Обмирая чуть ли не сильнее, чем в подвалах, Федя потянул за ручку – и облегчённо вздохнул, потому что дверь оказалась не заперта.

Уфф, как же хорошо было оказаться в их с Петей комнатке!.. Тем более что в зале уже зацокали хорошо знакомые Фёдору каблучки Ирины Ивановны, вернувшейся к обязанностям дежурной по роте.

Тихо. Темно. Но темнота тут добрая, уютная, почти домашняя.

Фёдор ощупью добрался до постели, разделся, не забыв аккуратно повесить форму, залез наверх – и тут на соседней постели взлетела лохматая со сна голова душевного друга Пети Ниткина.

– Федя!!! Ты где был-то?!

– Тихо, тихо! Потом все расспросы! Утром!.. Меня тут, э-э-э… не хватились?

– Нет.

Федя облегчённо вздохнул. Может, и впрямь пронесёт, может, и в самом деле никто так и не прознает про их вылазку…

– Ты. Где. Был?!

– Да чего тебе, Петь? Давай спать, а?

– Какое спать! Не могу спать! Ты куда пропал? Из корпуса вылететь захотел?

– Чего ты меня тут распекаешь, словно классная дама?.. – Петя, конечно, друг, но не хватало ещё от него упрёки выслушивать.
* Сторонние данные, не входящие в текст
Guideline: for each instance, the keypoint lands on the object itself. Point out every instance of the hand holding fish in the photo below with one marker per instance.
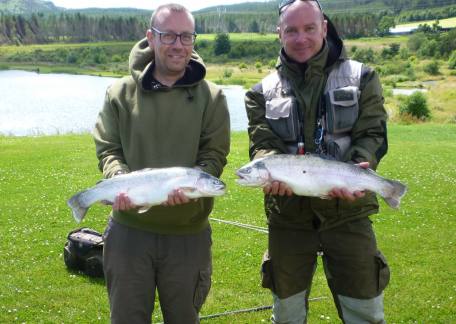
(176, 197)
(146, 188)
(312, 176)
(277, 188)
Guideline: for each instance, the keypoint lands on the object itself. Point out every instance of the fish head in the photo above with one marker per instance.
(209, 185)
(253, 174)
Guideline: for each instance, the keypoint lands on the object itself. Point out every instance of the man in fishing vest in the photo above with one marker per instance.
(319, 101)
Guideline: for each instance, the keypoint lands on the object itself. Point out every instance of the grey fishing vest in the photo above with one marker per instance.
(340, 103)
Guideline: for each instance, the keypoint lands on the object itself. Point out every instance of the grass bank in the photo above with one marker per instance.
(38, 174)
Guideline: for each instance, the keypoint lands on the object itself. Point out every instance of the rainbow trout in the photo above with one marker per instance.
(147, 188)
(311, 175)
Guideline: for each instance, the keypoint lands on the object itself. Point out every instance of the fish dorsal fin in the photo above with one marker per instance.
(142, 170)
(144, 209)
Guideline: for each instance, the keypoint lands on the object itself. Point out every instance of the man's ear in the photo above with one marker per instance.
(150, 38)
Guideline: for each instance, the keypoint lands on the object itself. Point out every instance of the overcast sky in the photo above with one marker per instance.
(192, 5)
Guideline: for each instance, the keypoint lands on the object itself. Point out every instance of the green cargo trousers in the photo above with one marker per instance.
(137, 263)
(356, 272)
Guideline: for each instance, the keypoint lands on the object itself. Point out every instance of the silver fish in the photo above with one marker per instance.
(311, 175)
(147, 188)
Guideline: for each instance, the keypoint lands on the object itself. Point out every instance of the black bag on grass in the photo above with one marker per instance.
(84, 251)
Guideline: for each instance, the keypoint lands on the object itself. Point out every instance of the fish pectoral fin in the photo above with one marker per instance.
(144, 209)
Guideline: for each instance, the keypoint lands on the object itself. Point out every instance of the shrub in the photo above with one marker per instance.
(227, 73)
(364, 55)
(452, 61)
(222, 44)
(432, 68)
(415, 105)
(242, 66)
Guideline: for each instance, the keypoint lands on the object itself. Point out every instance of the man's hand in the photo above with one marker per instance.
(176, 197)
(122, 202)
(344, 194)
(278, 188)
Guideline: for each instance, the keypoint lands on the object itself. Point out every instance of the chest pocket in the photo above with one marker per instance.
(342, 109)
(282, 117)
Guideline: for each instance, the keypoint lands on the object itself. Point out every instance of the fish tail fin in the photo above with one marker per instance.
(77, 206)
(395, 194)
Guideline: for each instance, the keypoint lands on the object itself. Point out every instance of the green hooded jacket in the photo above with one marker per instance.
(144, 124)
(368, 137)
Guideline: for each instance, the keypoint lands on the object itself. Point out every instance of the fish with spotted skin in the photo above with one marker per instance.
(313, 176)
(147, 188)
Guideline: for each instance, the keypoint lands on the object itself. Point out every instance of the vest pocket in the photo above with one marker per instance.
(281, 114)
(341, 109)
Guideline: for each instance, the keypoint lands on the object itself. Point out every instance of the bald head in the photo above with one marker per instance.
(306, 5)
(302, 30)
(163, 11)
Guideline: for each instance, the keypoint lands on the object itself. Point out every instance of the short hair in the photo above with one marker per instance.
(173, 7)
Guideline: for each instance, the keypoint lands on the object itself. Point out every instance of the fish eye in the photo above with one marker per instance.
(247, 170)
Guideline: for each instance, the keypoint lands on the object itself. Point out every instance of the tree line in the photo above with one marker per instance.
(79, 27)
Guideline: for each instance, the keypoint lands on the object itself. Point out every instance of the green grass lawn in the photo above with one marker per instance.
(38, 174)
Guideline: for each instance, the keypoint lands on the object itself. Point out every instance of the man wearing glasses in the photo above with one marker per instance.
(319, 101)
(165, 114)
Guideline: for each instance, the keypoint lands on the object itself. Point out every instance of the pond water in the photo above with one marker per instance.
(49, 104)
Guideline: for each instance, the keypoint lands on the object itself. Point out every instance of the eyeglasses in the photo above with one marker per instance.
(169, 38)
(286, 3)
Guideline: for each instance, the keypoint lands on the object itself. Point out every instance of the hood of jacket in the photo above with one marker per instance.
(141, 63)
(333, 50)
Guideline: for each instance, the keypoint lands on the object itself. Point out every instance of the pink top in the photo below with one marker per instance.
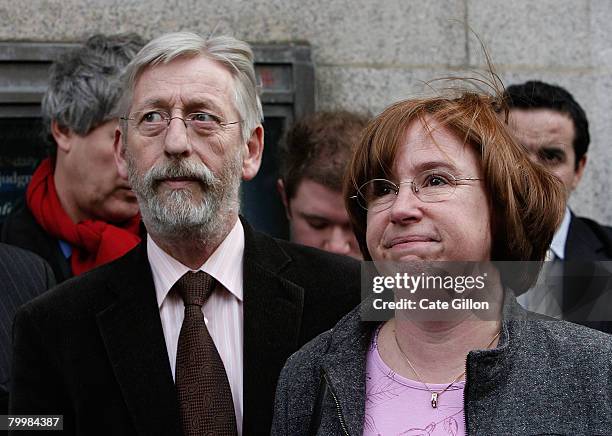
(399, 406)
– Ничего не распекаю! А только нельзя так!

– Завтра, Петь, ладно?

– Расскажешь, да? Обещаешь, да?

– Обещаю, – вздохнул Солонов.

Глава VI

5–12 сентября 1908 года, Гатчино

Утром Петя устремился в атаку на Фёдора, словно вся армия генерала Ноги на штурм Порт-Артура. Пришлось отбиваться, разумеется, под благовидными предлогами – для начала «да погоди ты, на поверку опаздываем!», потом «не болтай в строю, ты чего?!», потом на Ниткина надвинулся горой Севка Воротников:

– Ты чего на Слона наваливаешься, Нитка? А ещё друг называется!..

Лёвка Бобровский казался после ночных приключений бледным, но Феде хитро подмигнул. Дескать, всё вижу, всё понимаю, шлю на помощь резервный батальон!..

Фёдору было несколько стыдно, но как и что рассказывать Пете, он решительно не знал.

Однако день, несмотря ни на что, начался как обычно, как случалось ещё до всех этих «инсургенций». Государь принял депутацию рабочих и сельских выборных. В газетах напечатали списки «претерпевших от беспорядков», всего погибло двадцать девять человек «мирных обывателей» и пятьдесят семь получили ранения. Всем «невинно пострадавшим» император выплачивал пожизненную пенсию – особенно тем семьям, где лишились кормильцев [46] .

В Гатчино стало тихо.

Уроки начались, как всегда, и учителя являли строгость, даже Ирина Ивановна. Именно она с присущей ей зоркостью заметила странную бледность и даже подавленность Бобровского. Лёвка отмалчивался, глядел в парту и что-то рисовал тонко очиненным карандашиком на промокашке.

– Кадет, вы здоровы?

– Так точно. – Лёвка постарался ответить бодро и даже с лихостью, как положено, но получилось не очень.

– Не обманывайте меня, кадет! – Госпожа Шульц погрозила пальцем. – Сидите сиднем, и вообще, я ещё не слышала от вас ни одного ехидного вопроса.